China pulled out of military dialogue with the US in August as part of its response to Pelosi’s provocative trip to Taiwan, yet Chinese Defense Ministry spokesman Tan Kefei just said on Sunday that Defense Minister Wei Fenghe is ready to hold talks with his American counterpart. The proposed meeting, which the spokesman disclosed is already being discussed by “the relevant agencies of the two sides”, would prospectively take place during the ASEAN Defense Ministers’ Meeting-Plus in Cambodia this week.
This development signals China’s interest in further exploring the parameters of a possible New Détente with the US, which former National Security Advisor and Secretary of State Henry Kissinger presciently predicted in early October. That globally renowned China expert’s foresight came several days after I asked whether “The Ukrainian Conflict Might Have Already Derailed China’s Superpower Trajectory”, in which case it would naturally follow that China would seriously countenance such a rapprochement.
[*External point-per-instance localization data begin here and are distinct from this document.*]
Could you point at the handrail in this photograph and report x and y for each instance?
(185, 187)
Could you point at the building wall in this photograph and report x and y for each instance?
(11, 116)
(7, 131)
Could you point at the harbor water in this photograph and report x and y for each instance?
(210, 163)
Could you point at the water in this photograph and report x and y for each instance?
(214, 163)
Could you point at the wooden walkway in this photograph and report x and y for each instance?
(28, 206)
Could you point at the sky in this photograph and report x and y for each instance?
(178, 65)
I argued that the prior bi-multipolar intermediary phase of the global systemic transition to multipolarity could have remained in effect indefinitely whereby the American and (speculatively aspiring) Chinese superpowers would jointly manage world affairs, but India decisively intervened to offset this. It unexpectedly became Russia’s irreplaceable alternative valve from Western pressure and thus preemptively averted the scenario of its partner becoming disproportionately dependent on China.
Had Prime Minister Modi and his team capitulated to the unprecedented American pressure upon them to unilaterally concede on their objective national interests by abandoning Russia, then the latter would have become China’s “junior partner”, after which India would be pressured to become the US’. The New Cold War would thus likely have resulted in the formation of two rigid blocs across Eurasia respectively led by the American and Chinese superpowers, thus eroding all others’ strategic autonomy.
Instead, India’s policy of principled neutrality resulted in it carefully balancingbetween the US-led West’s Golden Billion and the jointly BRICS– & SCO-led Global South of which it’s now the voice, thus overcoming the prior bi-multipolar impasse in the global systemic transition. This moved International Relations in the direction of tripolarity, pioneered by the Russian-Indian Axis (which closely cooperates with their shared Iranian partner), prior to its final form of more complex multipolarity (“multiplexity”).